Structure of the central stalk. (A) The coiled-coil helices of the D subunit (purple) are superposed with those of the γ-subunit of F₁-ATPase (green). Superposition was carried out by using the nucleotide-binding domains of the catalytic subunits between V₁-ATPase and F₁-ATPase (Gibbons et al, 2000). A blue mesh indicates the model-omitted electron density maps for the coiled-coil helices of the D subunit contoured at the 1.0σ level. Interface regions to the carboxy-terminal domain of the A and B subunits are indicated with black arrows. (B) An electron density around the F subunit in an omit map is shown as a blue mesh at the 1.0σ level. The F and D subunits are shown as cyan and purple tubes, respectively. Peaks on the isomorphous and anomalous difference Fourier map (contoured 4.0σ and 3.0σ level, respectively) of the platinum derivative are indicated as green and red surfaces. Cα atoms of the methionine residues are shown as orange spheres as a reference for the platinum-binding sites. (C) The D (purple) and F (cyan) subunits are superposed with the γ-subunit of F₁-ATPase (grey). The superposition was carried out by fitting the α/β-domain of the γ-subunit to the F subunit. (D) The foot portion of the central stalk. Residual electron densities (1.2σ level) around the stalk are represented as yellow surfaces.

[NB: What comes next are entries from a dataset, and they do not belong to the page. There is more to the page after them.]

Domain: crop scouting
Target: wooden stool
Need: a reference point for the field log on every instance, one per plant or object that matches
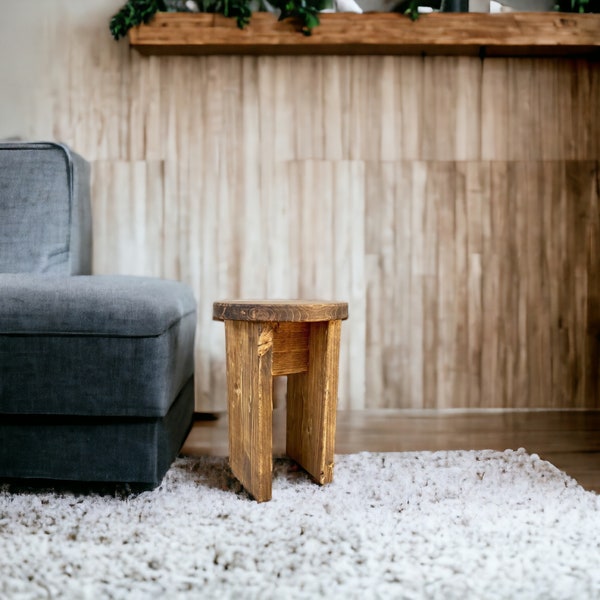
(300, 339)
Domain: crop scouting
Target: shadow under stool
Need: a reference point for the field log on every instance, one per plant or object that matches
(267, 338)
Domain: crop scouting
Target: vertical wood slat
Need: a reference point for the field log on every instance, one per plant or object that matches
(312, 404)
(249, 361)
(189, 147)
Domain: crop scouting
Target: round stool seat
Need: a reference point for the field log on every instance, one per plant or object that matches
(294, 311)
(265, 339)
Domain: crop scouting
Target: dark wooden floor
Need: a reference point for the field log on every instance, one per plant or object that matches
(568, 439)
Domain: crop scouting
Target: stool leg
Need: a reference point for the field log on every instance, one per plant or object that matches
(312, 404)
(249, 348)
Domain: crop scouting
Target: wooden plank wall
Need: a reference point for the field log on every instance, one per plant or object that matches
(452, 201)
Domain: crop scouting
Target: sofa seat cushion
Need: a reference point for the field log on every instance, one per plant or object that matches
(94, 346)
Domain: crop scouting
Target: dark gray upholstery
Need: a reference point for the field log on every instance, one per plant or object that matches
(45, 218)
(96, 372)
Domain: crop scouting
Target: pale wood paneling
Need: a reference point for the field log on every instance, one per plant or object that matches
(453, 202)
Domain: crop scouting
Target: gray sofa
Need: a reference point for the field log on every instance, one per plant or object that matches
(96, 372)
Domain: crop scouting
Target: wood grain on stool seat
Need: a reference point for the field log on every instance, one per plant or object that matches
(304, 311)
(267, 338)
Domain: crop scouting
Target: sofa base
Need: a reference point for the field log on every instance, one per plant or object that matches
(129, 450)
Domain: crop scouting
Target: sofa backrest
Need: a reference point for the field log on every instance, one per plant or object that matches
(45, 215)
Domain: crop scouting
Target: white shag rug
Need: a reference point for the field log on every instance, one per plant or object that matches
(472, 524)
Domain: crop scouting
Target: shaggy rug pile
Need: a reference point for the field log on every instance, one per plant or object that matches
(395, 525)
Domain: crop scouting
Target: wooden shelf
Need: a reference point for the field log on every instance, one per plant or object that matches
(474, 34)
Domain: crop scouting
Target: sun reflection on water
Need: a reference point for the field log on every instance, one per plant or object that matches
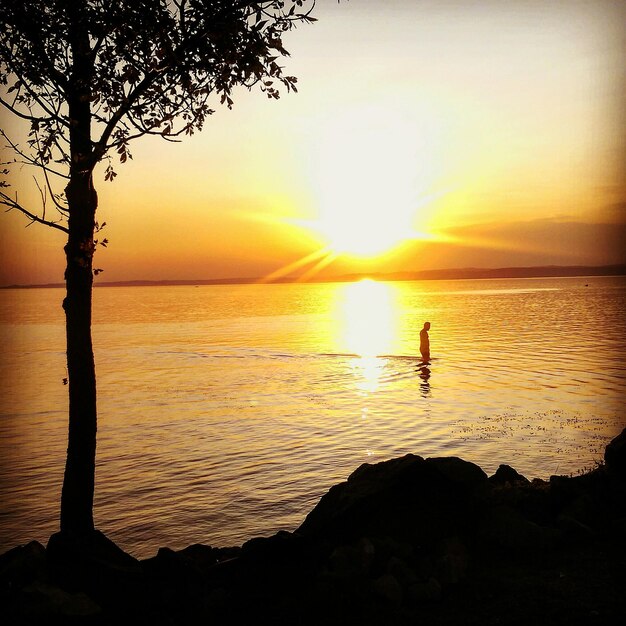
(366, 328)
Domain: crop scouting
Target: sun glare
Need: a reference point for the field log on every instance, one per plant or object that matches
(366, 328)
(370, 177)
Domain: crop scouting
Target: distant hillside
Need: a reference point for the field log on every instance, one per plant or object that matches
(441, 274)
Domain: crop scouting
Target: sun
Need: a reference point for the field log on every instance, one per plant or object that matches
(369, 179)
(364, 231)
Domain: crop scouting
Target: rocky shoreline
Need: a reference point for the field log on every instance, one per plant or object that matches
(405, 541)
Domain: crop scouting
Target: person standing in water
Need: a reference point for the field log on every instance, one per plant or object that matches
(425, 342)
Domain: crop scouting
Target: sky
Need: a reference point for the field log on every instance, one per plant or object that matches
(424, 135)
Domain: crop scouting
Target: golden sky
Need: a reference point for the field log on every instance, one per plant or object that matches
(425, 135)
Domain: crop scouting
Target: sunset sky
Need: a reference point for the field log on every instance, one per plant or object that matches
(425, 134)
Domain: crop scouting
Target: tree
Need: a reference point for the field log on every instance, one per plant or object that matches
(90, 76)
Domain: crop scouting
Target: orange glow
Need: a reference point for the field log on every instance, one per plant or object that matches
(366, 327)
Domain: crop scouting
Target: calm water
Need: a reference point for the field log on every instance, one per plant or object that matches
(227, 411)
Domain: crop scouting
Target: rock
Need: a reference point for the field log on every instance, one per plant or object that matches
(172, 566)
(504, 527)
(424, 592)
(505, 474)
(23, 565)
(615, 455)
(47, 604)
(453, 563)
(388, 588)
(410, 499)
(401, 572)
(350, 561)
(94, 564)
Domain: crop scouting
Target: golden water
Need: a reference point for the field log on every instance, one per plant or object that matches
(225, 412)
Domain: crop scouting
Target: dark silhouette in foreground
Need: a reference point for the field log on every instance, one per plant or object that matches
(405, 541)
(425, 343)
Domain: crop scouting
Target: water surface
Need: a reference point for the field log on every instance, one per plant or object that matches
(226, 411)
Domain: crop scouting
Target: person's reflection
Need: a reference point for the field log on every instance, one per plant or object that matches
(424, 374)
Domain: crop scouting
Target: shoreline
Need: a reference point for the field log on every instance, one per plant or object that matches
(404, 541)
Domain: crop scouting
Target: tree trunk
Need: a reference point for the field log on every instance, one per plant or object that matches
(82, 201)
(78, 482)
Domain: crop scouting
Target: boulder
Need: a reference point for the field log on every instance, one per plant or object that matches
(92, 563)
(615, 455)
(23, 565)
(505, 474)
(410, 499)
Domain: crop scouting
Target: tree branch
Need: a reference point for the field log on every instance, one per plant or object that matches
(12, 204)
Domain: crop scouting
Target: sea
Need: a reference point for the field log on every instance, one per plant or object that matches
(227, 411)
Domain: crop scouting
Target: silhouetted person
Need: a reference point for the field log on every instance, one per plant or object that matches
(425, 342)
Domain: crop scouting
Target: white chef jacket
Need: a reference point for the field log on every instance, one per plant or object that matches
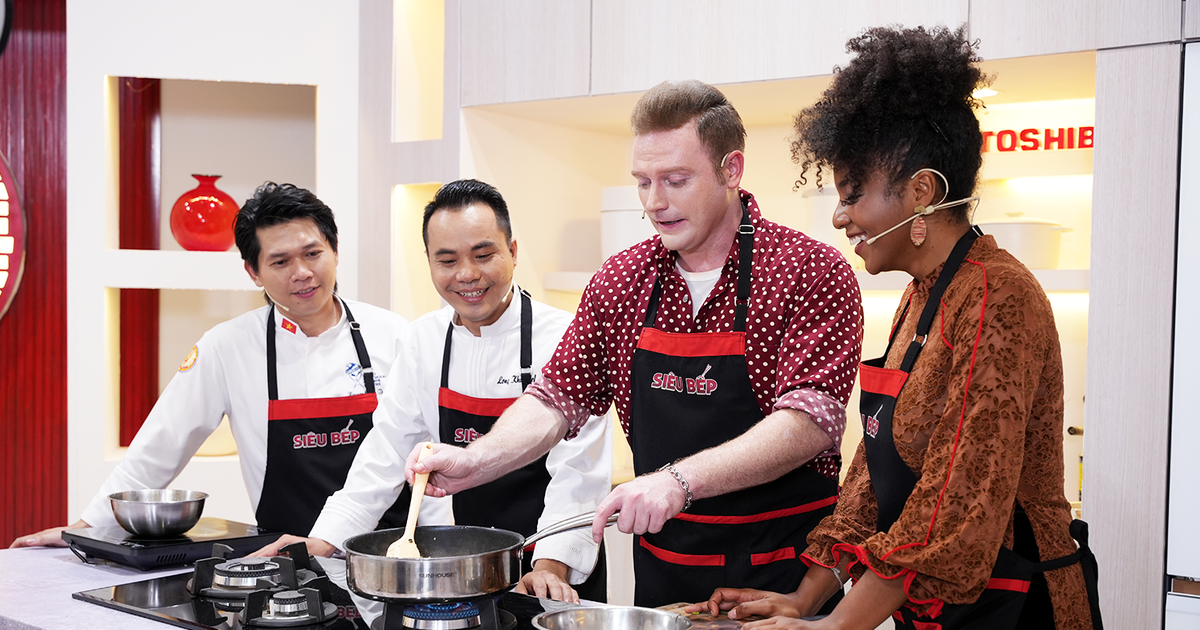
(487, 366)
(228, 377)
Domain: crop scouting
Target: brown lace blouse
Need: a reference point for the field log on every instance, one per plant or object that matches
(981, 423)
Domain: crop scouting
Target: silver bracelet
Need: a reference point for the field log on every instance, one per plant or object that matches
(682, 481)
(837, 574)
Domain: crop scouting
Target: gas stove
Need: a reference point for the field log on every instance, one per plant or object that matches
(120, 546)
(231, 593)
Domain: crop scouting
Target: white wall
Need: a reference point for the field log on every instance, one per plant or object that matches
(304, 42)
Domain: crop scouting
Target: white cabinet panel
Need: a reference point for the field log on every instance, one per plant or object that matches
(1191, 21)
(525, 49)
(1025, 28)
(637, 43)
(1182, 552)
(1129, 325)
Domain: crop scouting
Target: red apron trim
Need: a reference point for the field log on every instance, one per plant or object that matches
(785, 553)
(880, 381)
(306, 408)
(693, 343)
(485, 407)
(682, 558)
(906, 575)
(1001, 583)
(756, 517)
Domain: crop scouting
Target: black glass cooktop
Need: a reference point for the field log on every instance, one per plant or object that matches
(167, 600)
(120, 546)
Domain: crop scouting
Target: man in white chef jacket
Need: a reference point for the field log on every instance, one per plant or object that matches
(472, 256)
(288, 240)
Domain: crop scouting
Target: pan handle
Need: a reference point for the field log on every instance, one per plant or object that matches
(567, 525)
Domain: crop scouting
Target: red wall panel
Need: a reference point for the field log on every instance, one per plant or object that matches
(33, 334)
(138, 106)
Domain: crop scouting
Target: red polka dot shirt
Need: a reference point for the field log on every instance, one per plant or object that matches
(804, 329)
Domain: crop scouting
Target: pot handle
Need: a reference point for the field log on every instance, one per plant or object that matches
(567, 525)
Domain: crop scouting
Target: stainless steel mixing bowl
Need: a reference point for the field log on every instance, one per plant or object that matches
(611, 618)
(157, 513)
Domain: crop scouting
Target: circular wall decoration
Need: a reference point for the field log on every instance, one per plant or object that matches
(12, 237)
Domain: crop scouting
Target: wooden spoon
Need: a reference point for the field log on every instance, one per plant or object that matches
(406, 547)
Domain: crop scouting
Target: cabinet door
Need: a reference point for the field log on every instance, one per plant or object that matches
(639, 43)
(1183, 509)
(525, 49)
(1026, 28)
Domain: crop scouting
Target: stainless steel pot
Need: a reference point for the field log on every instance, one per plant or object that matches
(611, 618)
(157, 513)
(459, 562)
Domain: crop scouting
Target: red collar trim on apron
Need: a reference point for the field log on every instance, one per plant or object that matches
(471, 405)
(304, 408)
(693, 343)
(682, 558)
(879, 381)
(757, 517)
(1002, 583)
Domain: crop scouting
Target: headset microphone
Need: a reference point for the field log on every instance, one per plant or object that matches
(925, 210)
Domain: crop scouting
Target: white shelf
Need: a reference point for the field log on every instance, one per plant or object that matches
(1051, 280)
(571, 281)
(151, 269)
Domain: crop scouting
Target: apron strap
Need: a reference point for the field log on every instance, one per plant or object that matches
(526, 345)
(360, 348)
(935, 297)
(745, 255)
(526, 340)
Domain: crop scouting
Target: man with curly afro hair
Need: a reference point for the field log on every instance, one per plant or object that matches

Side chains of Glu 8 and Ala 75 are represented as red sticks.

Figure 5

Nucleotide-binding sites. (A) The bottom view of V₁-ATPase. The difference (F_nucleotide−F_free) map is shown as blue surfaces contoured at the +5.0σ level. The catalytic sites of the A subunits are indicated by red circles and possible nucleotide-binding sites of B subunits are indicated by blue circles. (B) The subunit interface between A_N and B_N. The difference map is shown as blue and yellow meshes contoured at the +5.0σ and −4.0σ levels, respectively. The side chain of Arg 360 and the model of ADP are drawn by the superposition of the structure of the F₁-ATPase (Menz et al, 2001). (C) The subunit interface between A_N′ and B_N′. (D) The subunit interface between A_W and B_W.